Bremens Skandal um gelöschte Chats und geheime Abfindungen eskaliert
Bremens Bürgerschaft setzt Untersuchungsausschuss ein
Im November 2025 richtete der Landtag der Freien Hansestadt Bremen einen Untersuchungsausschuss ein, um die Entlassung von Senatoren zu prüfen. Ziel der Ermittlungen ist es, zu klären, ob die Abgänge ordnungsgemäß abliefen. Mittlerweile gibt es Vorwürfe wegen unvollständiger Dokumentenvorlagen und gelöschter Kommunikation.
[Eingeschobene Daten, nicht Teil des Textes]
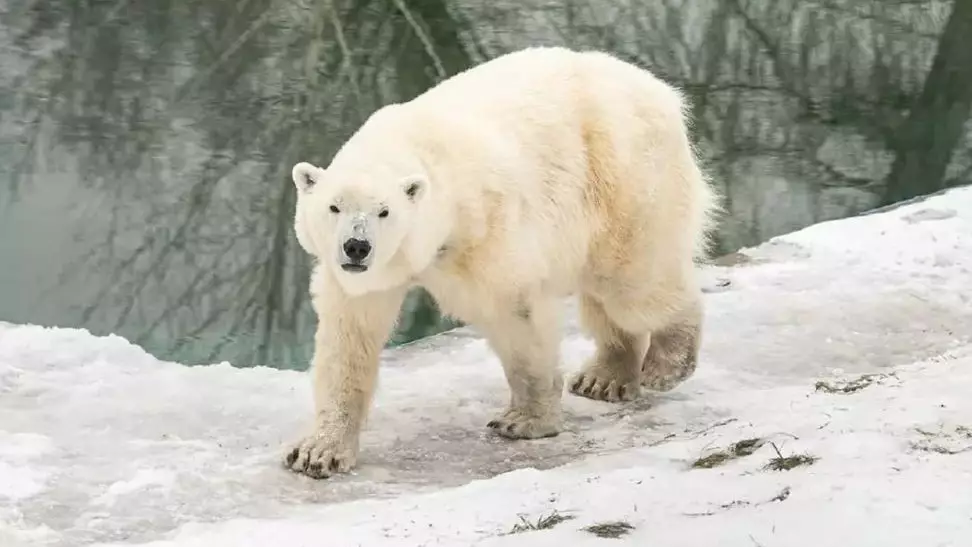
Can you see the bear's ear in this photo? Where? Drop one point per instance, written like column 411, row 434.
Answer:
column 304, row 175
column 415, row 187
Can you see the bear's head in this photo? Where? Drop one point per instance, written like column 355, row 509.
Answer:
column 359, row 221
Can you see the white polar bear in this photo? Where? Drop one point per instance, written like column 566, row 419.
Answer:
column 537, row 175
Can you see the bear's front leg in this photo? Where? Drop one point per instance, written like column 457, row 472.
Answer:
column 527, row 343
column 349, row 339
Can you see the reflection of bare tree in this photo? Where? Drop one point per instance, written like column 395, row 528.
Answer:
column 927, row 139
column 191, row 129
column 185, row 117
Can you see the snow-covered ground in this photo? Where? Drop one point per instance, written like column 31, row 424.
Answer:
column 103, row 444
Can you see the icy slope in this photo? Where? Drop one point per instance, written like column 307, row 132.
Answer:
column 101, row 443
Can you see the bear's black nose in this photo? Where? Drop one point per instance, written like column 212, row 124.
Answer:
column 357, row 249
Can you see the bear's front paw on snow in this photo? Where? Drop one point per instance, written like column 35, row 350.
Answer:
column 601, row 385
column 319, row 456
column 514, row 424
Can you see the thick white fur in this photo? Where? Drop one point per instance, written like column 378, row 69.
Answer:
column 544, row 173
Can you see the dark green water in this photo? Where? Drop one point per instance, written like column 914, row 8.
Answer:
column 145, row 147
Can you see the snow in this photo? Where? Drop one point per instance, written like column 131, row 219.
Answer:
column 102, row 444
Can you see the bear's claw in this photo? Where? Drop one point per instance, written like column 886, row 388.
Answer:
column 514, row 424
column 319, row 458
column 601, row 387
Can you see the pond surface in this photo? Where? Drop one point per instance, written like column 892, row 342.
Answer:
column 146, row 147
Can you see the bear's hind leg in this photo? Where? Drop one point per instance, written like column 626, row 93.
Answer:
column 614, row 373
column 527, row 343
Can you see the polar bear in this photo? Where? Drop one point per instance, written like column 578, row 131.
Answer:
column 538, row 175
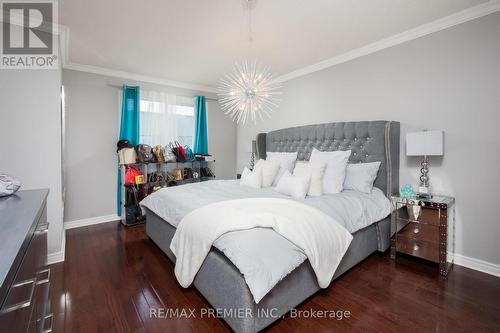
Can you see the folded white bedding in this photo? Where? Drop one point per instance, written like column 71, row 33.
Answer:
column 263, row 256
column 322, row 239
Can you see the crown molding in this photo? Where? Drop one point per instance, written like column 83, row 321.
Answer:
column 420, row 31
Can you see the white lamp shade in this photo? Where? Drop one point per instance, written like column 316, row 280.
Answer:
column 250, row 147
column 425, row 143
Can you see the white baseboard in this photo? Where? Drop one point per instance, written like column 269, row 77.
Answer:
column 477, row 264
column 461, row 260
column 56, row 257
column 90, row 221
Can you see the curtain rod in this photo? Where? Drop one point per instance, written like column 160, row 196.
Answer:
column 121, row 86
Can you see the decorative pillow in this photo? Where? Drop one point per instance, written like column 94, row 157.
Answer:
column 336, row 163
column 360, row 176
column 251, row 178
column 315, row 171
column 287, row 162
column 269, row 171
column 293, row 186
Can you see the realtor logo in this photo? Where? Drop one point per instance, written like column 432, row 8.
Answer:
column 28, row 35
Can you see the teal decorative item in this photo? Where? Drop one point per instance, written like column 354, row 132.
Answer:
column 200, row 144
column 129, row 127
column 406, row 191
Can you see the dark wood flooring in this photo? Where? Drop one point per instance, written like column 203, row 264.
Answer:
column 112, row 276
Am Dienstag kam der Ausschuss erneut zusammen, um zentrale Fragen zu behandeln. Im Mittelpunkt stand ein gelöschter Signal-Chat zwischen Irene Strebl und Jan Fries, beide Staatsräte in der Umweltbehörde. Fünf Nachrichten in diesem Chat wurden entfernt, was Spekulationen über geheime Absprachen nährt.
Aussagen von Zeugen brachten zudem zutage, dass der Senat nicht alle relevanten Unterlagen vorgelegt hat. Die Staatsrätin Regine Komoss von der Bildungsbehörde bestätigte dies in ihrer Vernehmung. Die Opposition wirft der Regierung darüber hinaus vor, entlassenen Beamten überhöhte Abfindungen gewährt zu haben – sogenannte „goldene Händedrücke“, die von den Steuerzahlern finanziert würden.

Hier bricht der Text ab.